Printmaking and painting don’t converge within individual works, but the processes feed from one another. Faint box-like ‘frames’ around painted symbols are, for example, reminiscent of printing plates, highlighting the relationship between each item and the landscape from which they are derived.

She admits some paintings ‘happen’ more easily than others.

“Working closely on a piece, it’s important to get away and return with fresh eyes,” she explains; “If I have to bite the bullet and repaint, it’s always worth it.”

Her work has become increasingly pared down, earlier pieces utilising more decorative techniques. At this year’s annual Dumfries and Galloway Spring Fling open studio event she included such work, which utilises aged effects and includes inland themes.

“I noticed that my landscape horizons sat high in the compositions,” says Silvana, “and realised that, living amidst hills, I see the sky at this height, something I’d represented subconsciously.”

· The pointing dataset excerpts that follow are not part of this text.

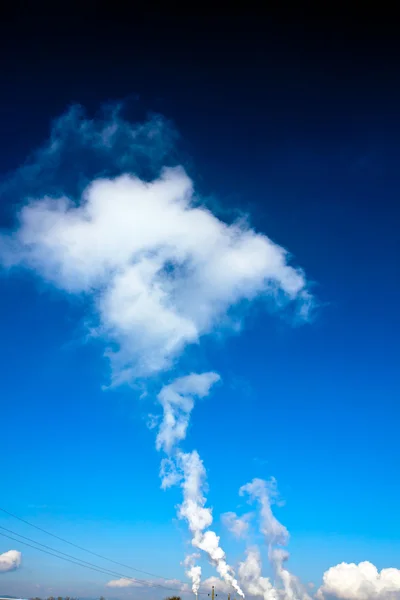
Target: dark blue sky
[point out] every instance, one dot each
(295, 121)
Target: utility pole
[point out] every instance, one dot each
(213, 594)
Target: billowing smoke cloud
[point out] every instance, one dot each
(360, 582)
(160, 269)
(177, 401)
(276, 535)
(199, 517)
(239, 526)
(264, 493)
(157, 267)
(251, 578)
(193, 571)
(9, 561)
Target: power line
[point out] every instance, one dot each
(81, 562)
(88, 565)
(80, 547)
(70, 557)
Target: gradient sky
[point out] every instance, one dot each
(299, 128)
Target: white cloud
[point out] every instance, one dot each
(251, 579)
(177, 401)
(239, 526)
(349, 581)
(124, 582)
(160, 269)
(9, 561)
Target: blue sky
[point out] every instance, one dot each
(314, 406)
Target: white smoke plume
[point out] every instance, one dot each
(349, 581)
(199, 518)
(264, 493)
(193, 571)
(159, 269)
(9, 561)
(239, 526)
(292, 587)
(275, 535)
(251, 578)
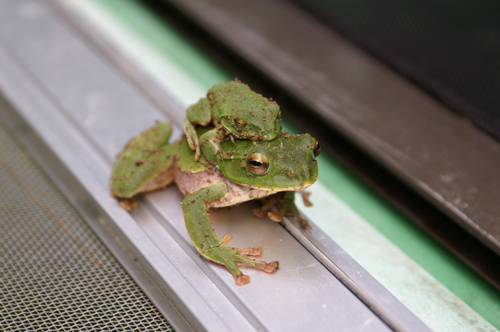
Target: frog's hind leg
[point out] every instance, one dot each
(206, 240)
(146, 163)
(250, 251)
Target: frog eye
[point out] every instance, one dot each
(257, 163)
(240, 124)
(316, 147)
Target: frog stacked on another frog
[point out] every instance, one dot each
(241, 170)
(235, 111)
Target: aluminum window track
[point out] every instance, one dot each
(75, 109)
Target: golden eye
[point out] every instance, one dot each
(316, 147)
(240, 123)
(257, 163)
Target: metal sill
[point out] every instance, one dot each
(75, 110)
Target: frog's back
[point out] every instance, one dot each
(237, 100)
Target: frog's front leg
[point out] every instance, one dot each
(278, 205)
(209, 142)
(197, 114)
(206, 240)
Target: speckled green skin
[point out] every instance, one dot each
(149, 162)
(226, 103)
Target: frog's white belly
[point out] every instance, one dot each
(188, 183)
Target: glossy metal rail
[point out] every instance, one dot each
(75, 111)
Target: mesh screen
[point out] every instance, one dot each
(55, 273)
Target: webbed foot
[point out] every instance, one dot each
(278, 205)
(210, 245)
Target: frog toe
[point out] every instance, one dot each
(128, 203)
(272, 267)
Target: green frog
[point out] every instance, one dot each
(234, 111)
(243, 170)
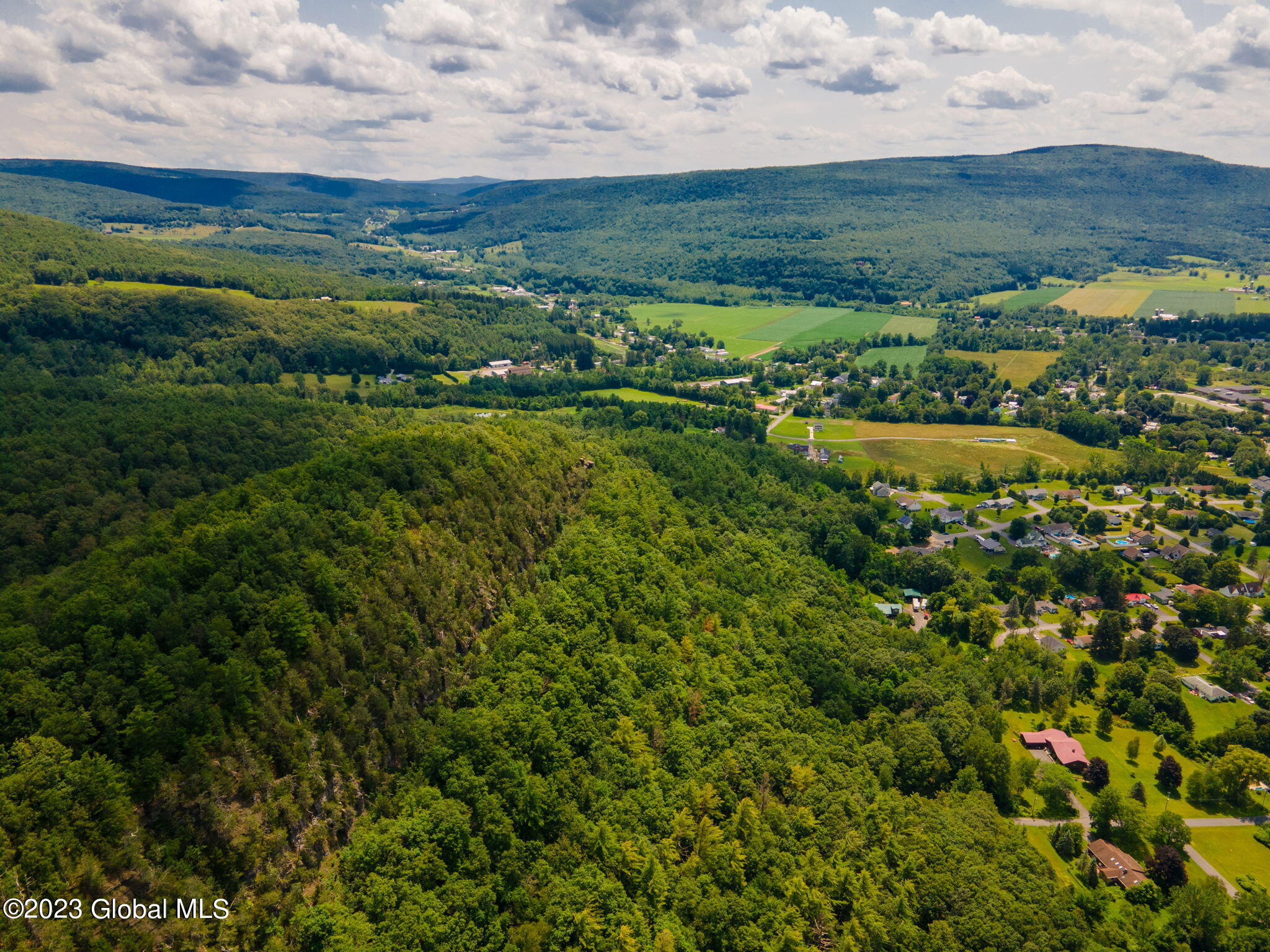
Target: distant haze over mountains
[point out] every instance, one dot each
(459, 180)
(873, 230)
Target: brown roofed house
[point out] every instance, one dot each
(1062, 748)
(1116, 865)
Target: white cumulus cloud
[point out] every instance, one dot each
(1006, 89)
(821, 48)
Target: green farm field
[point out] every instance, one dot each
(1020, 367)
(150, 286)
(641, 397)
(995, 298)
(1032, 299)
(893, 356)
(1233, 852)
(1183, 301)
(1104, 300)
(750, 330)
(933, 448)
(399, 306)
(910, 324)
(1213, 280)
(796, 428)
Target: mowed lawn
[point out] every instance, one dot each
(1183, 301)
(151, 286)
(727, 324)
(642, 397)
(893, 356)
(849, 325)
(996, 298)
(911, 324)
(796, 428)
(1103, 301)
(750, 330)
(933, 448)
(1020, 367)
(1233, 852)
(1209, 280)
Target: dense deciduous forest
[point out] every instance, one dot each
(874, 230)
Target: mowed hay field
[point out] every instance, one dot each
(1019, 367)
(930, 450)
(910, 324)
(401, 306)
(893, 356)
(750, 330)
(1103, 301)
(1233, 852)
(1032, 299)
(1183, 301)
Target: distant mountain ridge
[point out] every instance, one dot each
(881, 229)
(878, 230)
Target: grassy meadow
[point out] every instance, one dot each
(1103, 301)
(1030, 299)
(399, 306)
(930, 450)
(1020, 367)
(893, 356)
(642, 397)
(750, 330)
(1233, 852)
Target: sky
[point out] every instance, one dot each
(415, 89)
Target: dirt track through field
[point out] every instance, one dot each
(950, 439)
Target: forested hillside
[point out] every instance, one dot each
(45, 252)
(876, 230)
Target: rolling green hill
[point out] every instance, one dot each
(263, 192)
(935, 227)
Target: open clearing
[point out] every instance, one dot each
(150, 232)
(1214, 280)
(1020, 367)
(1034, 298)
(892, 356)
(751, 330)
(642, 397)
(1233, 852)
(796, 428)
(1103, 301)
(402, 306)
(910, 324)
(802, 322)
(929, 450)
(150, 286)
(1202, 302)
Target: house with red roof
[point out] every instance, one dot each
(1065, 749)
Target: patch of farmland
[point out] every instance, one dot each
(849, 325)
(1034, 298)
(1103, 301)
(950, 446)
(807, 320)
(1020, 367)
(911, 324)
(995, 298)
(401, 306)
(727, 324)
(893, 356)
(1183, 301)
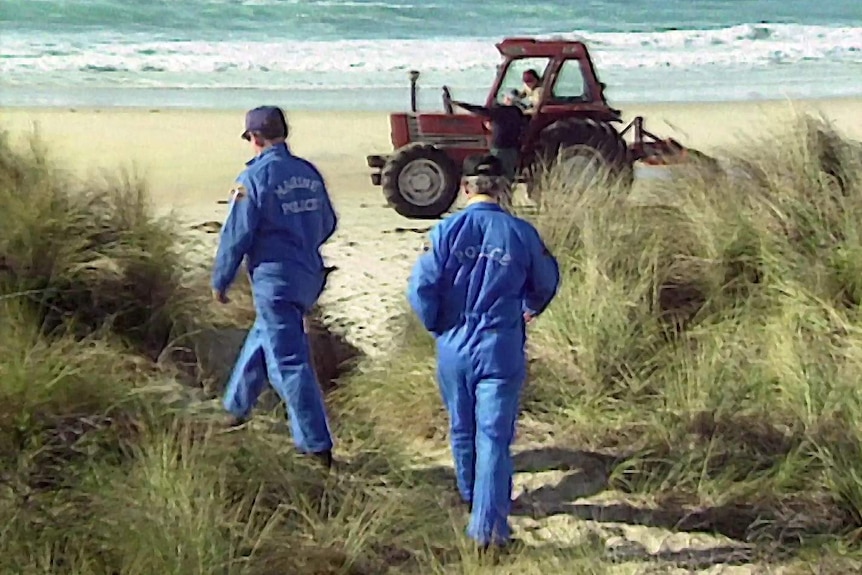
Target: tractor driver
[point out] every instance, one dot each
(532, 89)
(506, 123)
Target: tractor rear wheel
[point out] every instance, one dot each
(581, 149)
(420, 181)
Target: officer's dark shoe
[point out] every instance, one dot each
(233, 422)
(455, 501)
(324, 458)
(499, 549)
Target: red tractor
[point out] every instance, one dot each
(571, 122)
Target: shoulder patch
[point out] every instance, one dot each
(238, 192)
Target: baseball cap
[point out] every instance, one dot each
(268, 121)
(482, 165)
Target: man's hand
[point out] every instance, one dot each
(220, 297)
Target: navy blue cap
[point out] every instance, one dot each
(268, 121)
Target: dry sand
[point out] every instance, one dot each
(190, 159)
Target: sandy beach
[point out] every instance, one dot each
(190, 159)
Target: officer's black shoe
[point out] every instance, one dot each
(232, 422)
(324, 457)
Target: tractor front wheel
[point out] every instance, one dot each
(420, 181)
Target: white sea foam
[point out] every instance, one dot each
(752, 59)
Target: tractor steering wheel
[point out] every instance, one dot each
(447, 101)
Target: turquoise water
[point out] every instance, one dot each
(356, 54)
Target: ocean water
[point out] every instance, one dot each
(356, 54)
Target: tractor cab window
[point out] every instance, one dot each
(570, 85)
(513, 80)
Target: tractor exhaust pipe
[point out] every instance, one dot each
(414, 76)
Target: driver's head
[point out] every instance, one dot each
(511, 97)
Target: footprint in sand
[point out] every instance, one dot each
(211, 227)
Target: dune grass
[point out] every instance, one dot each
(707, 335)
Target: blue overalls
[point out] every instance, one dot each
(483, 270)
(279, 217)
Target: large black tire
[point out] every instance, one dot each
(420, 181)
(581, 142)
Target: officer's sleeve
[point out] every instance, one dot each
(330, 218)
(423, 289)
(543, 278)
(237, 234)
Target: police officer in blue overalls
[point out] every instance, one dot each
(279, 216)
(485, 275)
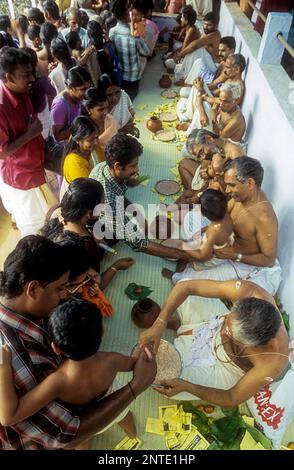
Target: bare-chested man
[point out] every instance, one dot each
(206, 48)
(253, 255)
(225, 117)
(242, 352)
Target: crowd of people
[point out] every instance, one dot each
(69, 150)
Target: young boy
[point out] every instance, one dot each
(218, 234)
(75, 330)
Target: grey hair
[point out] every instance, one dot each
(246, 167)
(256, 322)
(234, 88)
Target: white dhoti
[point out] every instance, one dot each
(202, 7)
(116, 385)
(205, 362)
(28, 207)
(182, 69)
(269, 278)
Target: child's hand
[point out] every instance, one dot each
(5, 356)
(123, 264)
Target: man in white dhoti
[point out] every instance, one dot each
(253, 254)
(23, 187)
(226, 359)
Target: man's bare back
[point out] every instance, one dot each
(244, 223)
(89, 379)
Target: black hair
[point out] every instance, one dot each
(51, 8)
(76, 252)
(211, 17)
(119, 9)
(34, 14)
(81, 128)
(11, 58)
(34, 32)
(110, 22)
(5, 23)
(189, 14)
(75, 326)
(84, 19)
(77, 76)
(34, 259)
(95, 33)
(106, 80)
(141, 6)
(72, 38)
(123, 149)
(23, 22)
(246, 168)
(93, 97)
(229, 41)
(48, 32)
(6, 40)
(213, 205)
(33, 56)
(257, 321)
(61, 52)
(240, 61)
(82, 195)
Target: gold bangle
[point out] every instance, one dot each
(132, 391)
(161, 320)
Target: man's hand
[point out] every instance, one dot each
(198, 83)
(204, 120)
(5, 356)
(35, 127)
(226, 253)
(151, 337)
(144, 372)
(170, 388)
(123, 264)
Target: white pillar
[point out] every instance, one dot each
(11, 8)
(271, 50)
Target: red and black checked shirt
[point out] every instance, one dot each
(32, 360)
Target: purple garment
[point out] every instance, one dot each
(63, 112)
(42, 89)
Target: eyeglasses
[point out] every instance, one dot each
(115, 93)
(76, 288)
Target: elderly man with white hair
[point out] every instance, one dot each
(224, 117)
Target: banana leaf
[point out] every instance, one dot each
(136, 292)
(226, 430)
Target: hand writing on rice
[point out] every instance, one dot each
(170, 388)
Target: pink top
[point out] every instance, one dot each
(23, 169)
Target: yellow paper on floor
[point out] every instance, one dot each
(193, 441)
(141, 106)
(154, 426)
(248, 420)
(128, 444)
(259, 447)
(172, 441)
(248, 443)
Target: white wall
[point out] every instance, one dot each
(270, 121)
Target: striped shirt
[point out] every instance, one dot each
(32, 360)
(117, 223)
(128, 50)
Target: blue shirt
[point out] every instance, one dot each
(128, 51)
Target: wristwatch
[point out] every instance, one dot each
(239, 257)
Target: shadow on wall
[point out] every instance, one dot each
(250, 120)
(269, 185)
(285, 255)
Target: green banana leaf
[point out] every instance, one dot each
(136, 292)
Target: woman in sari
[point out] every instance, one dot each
(95, 106)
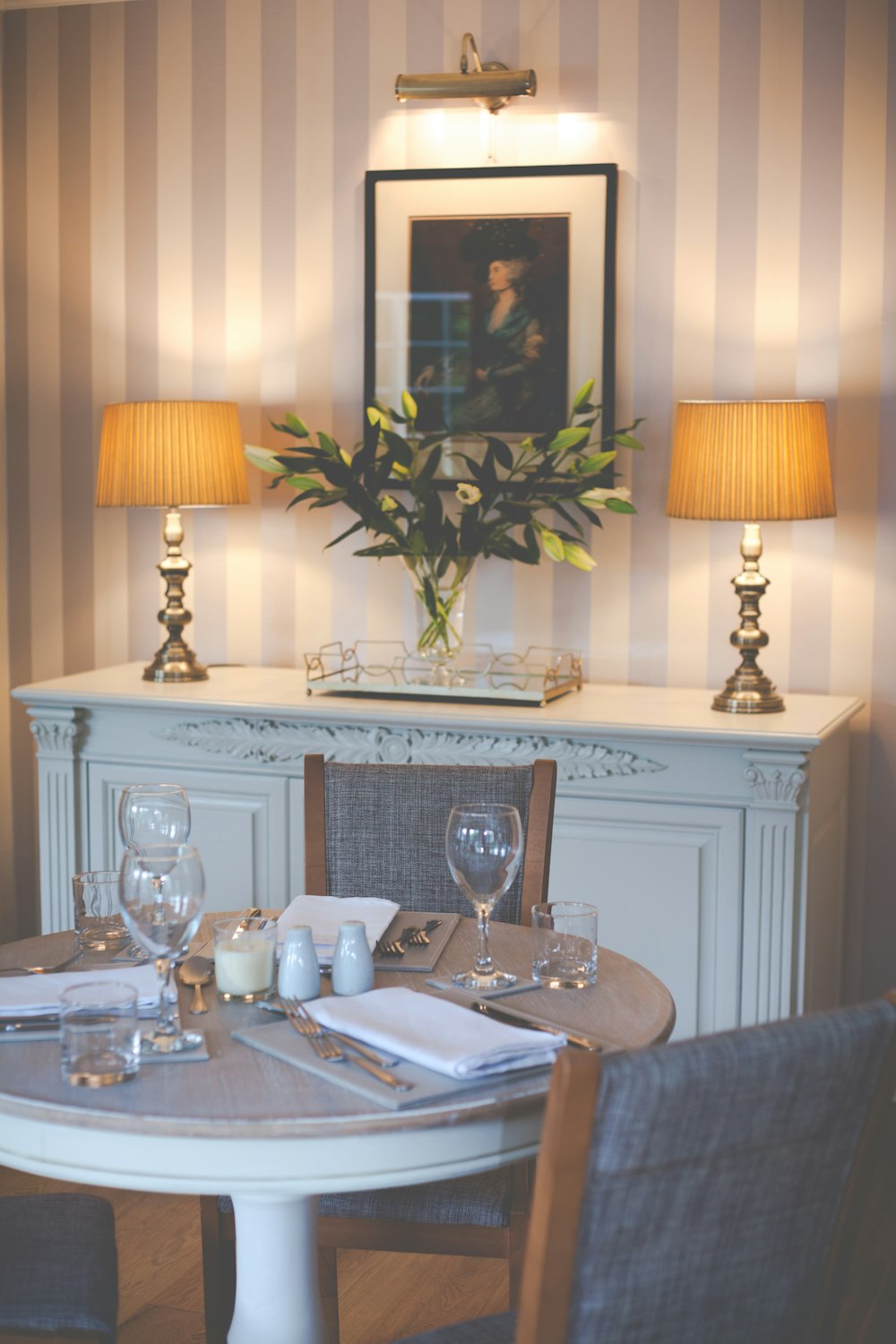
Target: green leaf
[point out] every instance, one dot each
(591, 465)
(568, 438)
(349, 531)
(297, 426)
(583, 395)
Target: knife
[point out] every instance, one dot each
(39, 1021)
(517, 1019)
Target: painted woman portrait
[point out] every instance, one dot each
(489, 323)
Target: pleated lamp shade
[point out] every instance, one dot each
(171, 454)
(750, 461)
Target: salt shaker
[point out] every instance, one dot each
(352, 960)
(298, 975)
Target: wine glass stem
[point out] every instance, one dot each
(482, 954)
(166, 1024)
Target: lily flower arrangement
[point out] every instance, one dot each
(517, 502)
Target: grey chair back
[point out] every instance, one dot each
(715, 1177)
(384, 827)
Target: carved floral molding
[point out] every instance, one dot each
(271, 741)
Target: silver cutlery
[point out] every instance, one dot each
(39, 970)
(514, 1019)
(309, 1026)
(324, 1045)
(416, 935)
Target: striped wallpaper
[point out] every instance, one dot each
(182, 217)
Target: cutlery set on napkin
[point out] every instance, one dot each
(440, 1047)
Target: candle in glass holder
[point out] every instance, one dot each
(245, 960)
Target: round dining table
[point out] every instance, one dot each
(274, 1137)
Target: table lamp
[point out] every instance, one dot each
(172, 454)
(750, 462)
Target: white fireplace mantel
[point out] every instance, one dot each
(713, 846)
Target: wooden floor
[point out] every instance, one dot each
(387, 1297)
(382, 1297)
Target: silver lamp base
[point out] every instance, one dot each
(748, 690)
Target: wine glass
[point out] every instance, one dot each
(153, 814)
(161, 892)
(484, 847)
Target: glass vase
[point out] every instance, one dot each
(440, 591)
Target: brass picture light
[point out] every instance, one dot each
(492, 85)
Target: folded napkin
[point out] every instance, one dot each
(435, 1034)
(27, 995)
(325, 914)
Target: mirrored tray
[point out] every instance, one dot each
(478, 672)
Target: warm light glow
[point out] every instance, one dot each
(750, 461)
(171, 454)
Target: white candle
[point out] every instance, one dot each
(245, 965)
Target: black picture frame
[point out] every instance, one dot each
(430, 234)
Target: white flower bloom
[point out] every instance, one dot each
(263, 457)
(468, 494)
(598, 496)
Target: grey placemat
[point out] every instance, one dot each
(417, 957)
(281, 1040)
(519, 988)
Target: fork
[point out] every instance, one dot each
(39, 970)
(411, 937)
(325, 1047)
(309, 1026)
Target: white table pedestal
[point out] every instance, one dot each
(277, 1289)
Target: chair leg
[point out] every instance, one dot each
(220, 1273)
(328, 1279)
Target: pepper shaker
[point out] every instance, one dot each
(298, 975)
(352, 960)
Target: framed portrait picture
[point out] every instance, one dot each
(490, 295)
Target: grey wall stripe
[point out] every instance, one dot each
(16, 427)
(578, 56)
(142, 301)
(349, 163)
(880, 909)
(653, 304)
(820, 335)
(207, 591)
(735, 281)
(501, 34)
(279, 296)
(75, 390)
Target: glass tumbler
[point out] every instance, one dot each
(99, 1034)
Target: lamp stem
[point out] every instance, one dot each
(175, 660)
(748, 690)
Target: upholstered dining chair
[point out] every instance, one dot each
(58, 1266)
(711, 1191)
(379, 831)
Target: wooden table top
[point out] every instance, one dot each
(242, 1093)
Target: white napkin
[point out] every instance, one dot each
(325, 914)
(27, 995)
(437, 1034)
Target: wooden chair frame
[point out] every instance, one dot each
(556, 1206)
(220, 1265)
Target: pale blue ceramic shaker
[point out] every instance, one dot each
(352, 960)
(298, 975)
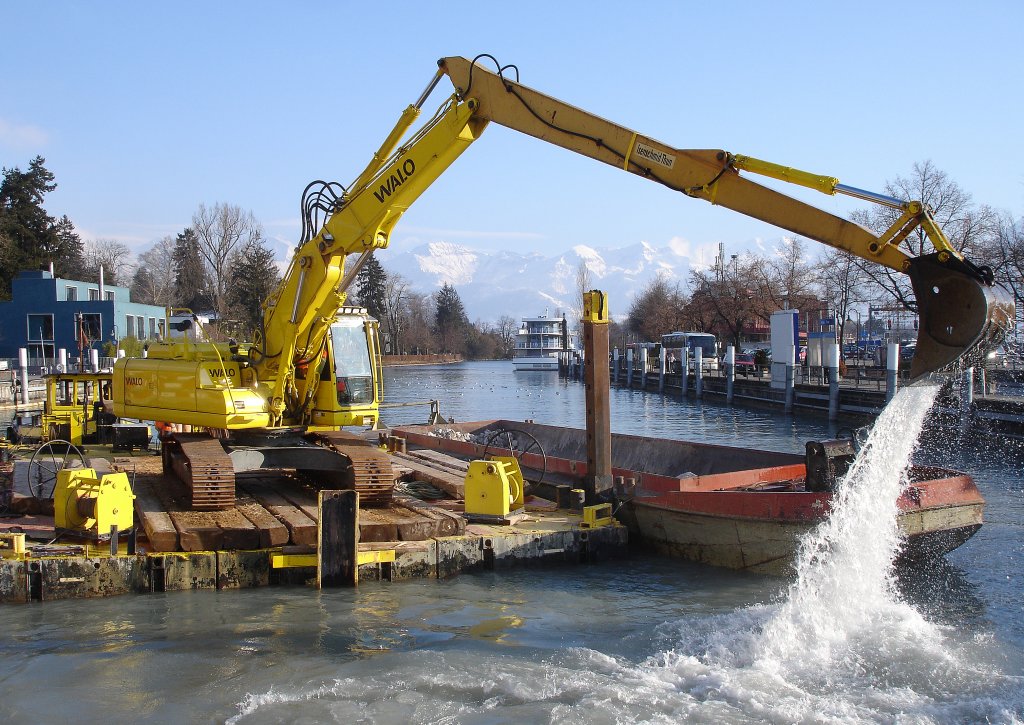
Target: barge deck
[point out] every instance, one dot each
(270, 537)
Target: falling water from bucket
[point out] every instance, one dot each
(845, 587)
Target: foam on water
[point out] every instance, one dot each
(840, 645)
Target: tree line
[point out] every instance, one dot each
(415, 323)
(742, 291)
(221, 264)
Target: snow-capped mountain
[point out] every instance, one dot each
(493, 284)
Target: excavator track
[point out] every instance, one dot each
(371, 471)
(205, 467)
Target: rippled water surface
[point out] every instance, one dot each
(641, 640)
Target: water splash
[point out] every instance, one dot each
(844, 585)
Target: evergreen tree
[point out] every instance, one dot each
(451, 321)
(192, 284)
(29, 237)
(143, 287)
(371, 286)
(254, 275)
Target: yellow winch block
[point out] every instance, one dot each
(597, 516)
(494, 487)
(84, 503)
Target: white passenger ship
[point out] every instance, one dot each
(540, 343)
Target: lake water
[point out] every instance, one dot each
(639, 640)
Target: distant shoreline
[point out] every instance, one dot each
(436, 358)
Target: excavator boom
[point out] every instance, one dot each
(962, 310)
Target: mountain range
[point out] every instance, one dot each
(524, 285)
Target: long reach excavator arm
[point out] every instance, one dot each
(314, 366)
(960, 307)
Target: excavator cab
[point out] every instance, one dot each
(963, 314)
(349, 388)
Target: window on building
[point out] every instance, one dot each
(92, 327)
(40, 328)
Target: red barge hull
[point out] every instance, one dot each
(719, 505)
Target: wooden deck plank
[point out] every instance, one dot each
(449, 481)
(157, 523)
(271, 531)
(301, 526)
(446, 523)
(198, 530)
(239, 531)
(446, 461)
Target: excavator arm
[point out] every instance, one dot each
(962, 311)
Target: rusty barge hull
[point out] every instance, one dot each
(726, 506)
(270, 537)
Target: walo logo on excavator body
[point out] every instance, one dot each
(651, 154)
(392, 182)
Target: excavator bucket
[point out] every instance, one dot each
(961, 316)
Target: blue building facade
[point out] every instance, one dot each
(47, 313)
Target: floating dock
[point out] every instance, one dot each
(275, 532)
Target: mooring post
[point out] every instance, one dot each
(23, 364)
(338, 536)
(791, 366)
(660, 373)
(892, 370)
(730, 372)
(832, 361)
(684, 359)
(698, 372)
(595, 342)
(967, 399)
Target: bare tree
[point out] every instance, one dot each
(507, 330)
(726, 299)
(656, 310)
(113, 256)
(157, 285)
(395, 310)
(222, 231)
(842, 284)
(421, 313)
(788, 278)
(965, 225)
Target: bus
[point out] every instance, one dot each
(674, 343)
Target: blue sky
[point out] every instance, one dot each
(143, 112)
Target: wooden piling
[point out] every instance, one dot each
(338, 535)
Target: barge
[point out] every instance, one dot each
(274, 534)
(724, 506)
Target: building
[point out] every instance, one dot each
(47, 314)
(542, 342)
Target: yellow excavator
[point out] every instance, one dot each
(313, 368)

After a successful Spring Fling, Silvana immersed attention in preparations for her winter exhibition at Gracefield.

For this new body of work she’s drawn on experiences including a return trip to North Uist earlier this year, funded by a visual arts award from the Scottish Arts Council. She spent hours trawling the beaches in the face of horizontal snow, collecting materials such as plastics for printmaking and various items for embossing in papers.

Her journey to North Uist, as snow fell heavily over Scotland, also proved inspirational.

“As we flew over Mull and Tiree, the landscape was reversed,” explains Silvana, the land coated in white against a dark sea.

“Printing already works in reverse,” she continues, “so I re-reversed everything for these pieces.”

Gathered inspirations are scattered throughout her studio, including contents of a basket woven from sea grass by Shetland craftsman Jimmy Wark, which arrived from islander friends laden with coastal treasures such as a piece of twisted metal.

Teaching became increasingly important to Silvana after hosting workshops on Shetland and she lectures part time at Dumfries and Galloway College, imparting skills and experience to individuals studying art at various times in their lives.

As for her own work, she’s noticed elements of the land creeping back in. Reeds are included in paintings and also placed through the printing press to achieve the effect for exhibition works, a wispy rustle joining the feast for the senses that comprises an encounter with art by Silvana McLean.